Wednesday, December 14, 2011

Mexico City


They picked us up near the transparent square-foot glass tile that revealed the underground remains of Tenochtitlan.  The central cathedral stood a few steps in front, and I imagined some random door inside it with stone steps that would lead you down to the canals of the manmade Aztec island metropolitan.  Alas, instead of streaming down a canal in a canoe, my friend’s friends arrived in a four-door Ford sedan.

Inside the car we were greeted by Elena, and her tall forehead, long smile, and magnetic green eyes; reminiscent of an Aztec princess. (She wasn’t Mexican, but of mixed descent; part Philippine I believe.  Anyway, I promise not to overdo the Aztec references.) It didn’t take long for me to see that she was the kind of girl that broke hearts.  Her smile had a way of making your stomach sink.  Her effortless charm could be confused for affection, her affection for attraction, and her attraction for love; and one could see how a man could be lead down this self-destructive path, a path that would always lead back to that same stomach sinking smile; that smile that at times seemed flirtatious and at other times distant, when really all along it was just her way of smiling.  The innocent smile of a beautiful girl. (That’s one argument, at least.)

Her most recent victim was sitting in the driver’s seat.  I later learned that after the inevitable estrangement, she had called him up when she learned we would be in town, because he owned a car and could drive us around. (That kind of puts a dent in the innocent smile theory.)

Maybe half the time we spent in Mexico City we spent in that car, stuck in traffic, listening to Spanish reggae, looking out the windows, watching paper trash float up into the gathering storms of the evening sky.  Every time we went somewhere it felt like a family field trip, with Elena and her pursuer up front, and us three travelers, the kids in the back.  The drives were a mix of tedium and exhilaration; we were either parked in the middle of a highway, with cars all around us, moving a couple of feet every couple of minutes; or zooming down an open lane, cutting people off, cursing others for cutting us off, running through red lights and stop signs, and driving the wrong way down one-way streets.  I thought it might just be our driver, he might just be nuts, but I soon saw that everyone in Mexico City drove like that.  Everyone was nuts.  A memorable example of what driving looks like in el D.F.: as we drove to Elena’s friends’ house, our driver (who didn’t know the directions) accidentally turned onto the wrong street, Elena (who wasn’t paying attention) didn’t notice until we were five or six blocks in.  Upon informing our driver, he simple came to a screeching stop, put the car in reverse, and drove backwards at full speed down the neighborhood street until we got back to the main road.
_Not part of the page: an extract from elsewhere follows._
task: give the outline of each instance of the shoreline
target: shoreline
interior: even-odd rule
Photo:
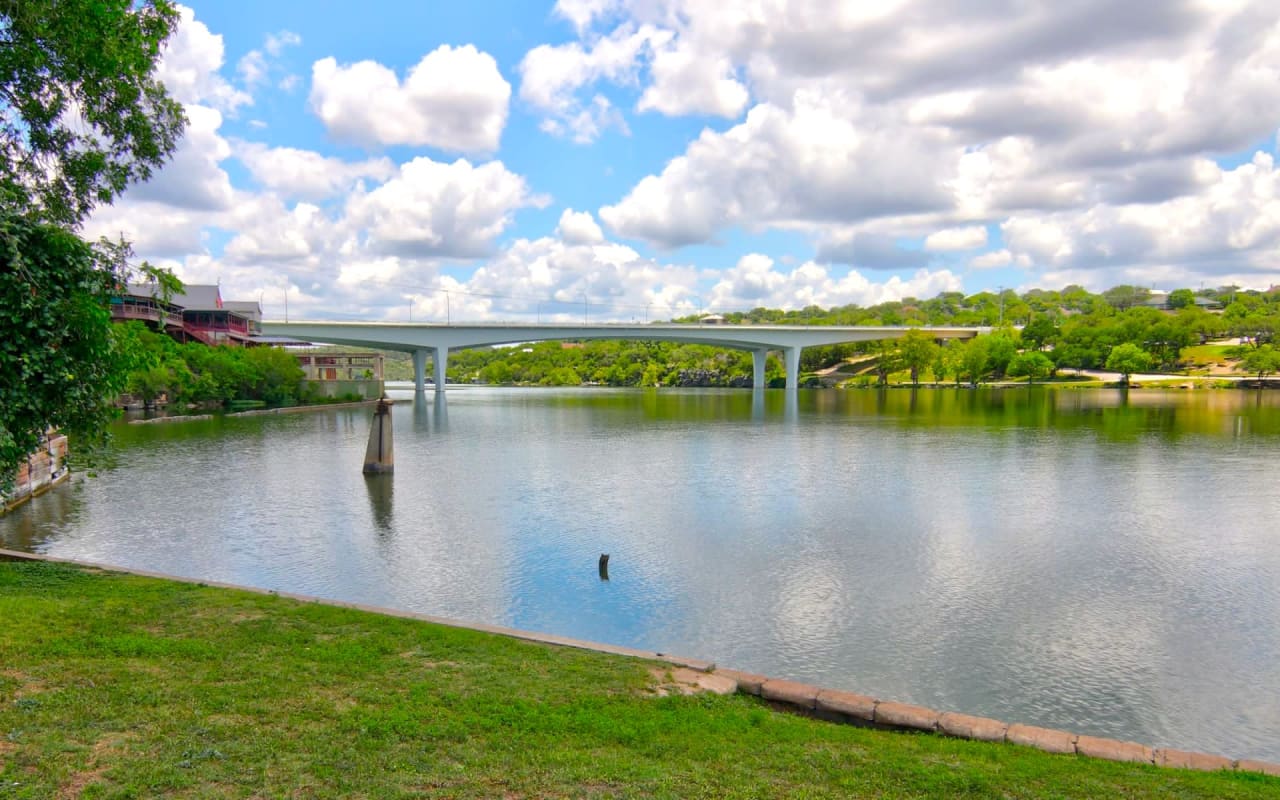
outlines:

Elena’s friends were mystics.  They were out loading up a Volkswagen with snacks and booze, when we reached the house they shared.  One of them came over to our car, was introduced by Elena to everyone, and said: “Follow us.”  He ran back to the Volkswagen, took a long swig of an eighth of Jack Daniels that had been making the rounds, and got into the driver’s seat.  Putting the car in drive he hit the gas hard, and rammed right into the car in front of his.  The mystic in the passenger’s seat, stuck his head out the car window, and waving the bottle of Jack in the air, he yelled at the frightened middle aged woman they had just rear-ended: “Get moving!”  She sped off, and we continued our little journey.

We followed them for almost an hour, leaving the city behind us and entering the wilderness of the hills that surround el D.F.  After reaching deep enough into the forested hills, the Volkswagen stopped at a small rest-stop on the side of the road with a wooden picnic table.  Everyone sat around the picnic table, drinking and laughing, and one of the mystics unfolded a crumpled piece of paper and began to read off instructions that I didn’t understand.  They finished off the bottle of Jack, and then entered the forest.  We retired to the car to take a nap.  A half-hour later they came back; each mystic holding several rocks.  All the rocks were placed into a bag, and then they were taken out one by one as the mystic with the piece of paper tried to identify the message transmitted by each rock (he consulted the piece of paper for help).

Drunk, and satisfied at the completion of the ritual, they returned to their house and we followed.  The house was filled with instruments: guitars, drums, a keyboard.  On one of the walls hung a large whiteboard, where someone had drawn their class schedule.  One of the mystics explained the schedule to us.  It was the group’s weekly schedule.  Each mystic played a different instrument, and they had designed a rigorous schedule where each member taught the rest of the group his or her instrument.

The day ended with us sitting crisscross applesauce on the grass lawn in front of the group’s house, listening to Elena play the guitar and sing.  My friend, a childhood friend of Elena’s, sat next to me looking up at the stars, receiving the warm breeze of the night like a lover’s embrace, and smiling with tears in her eyes.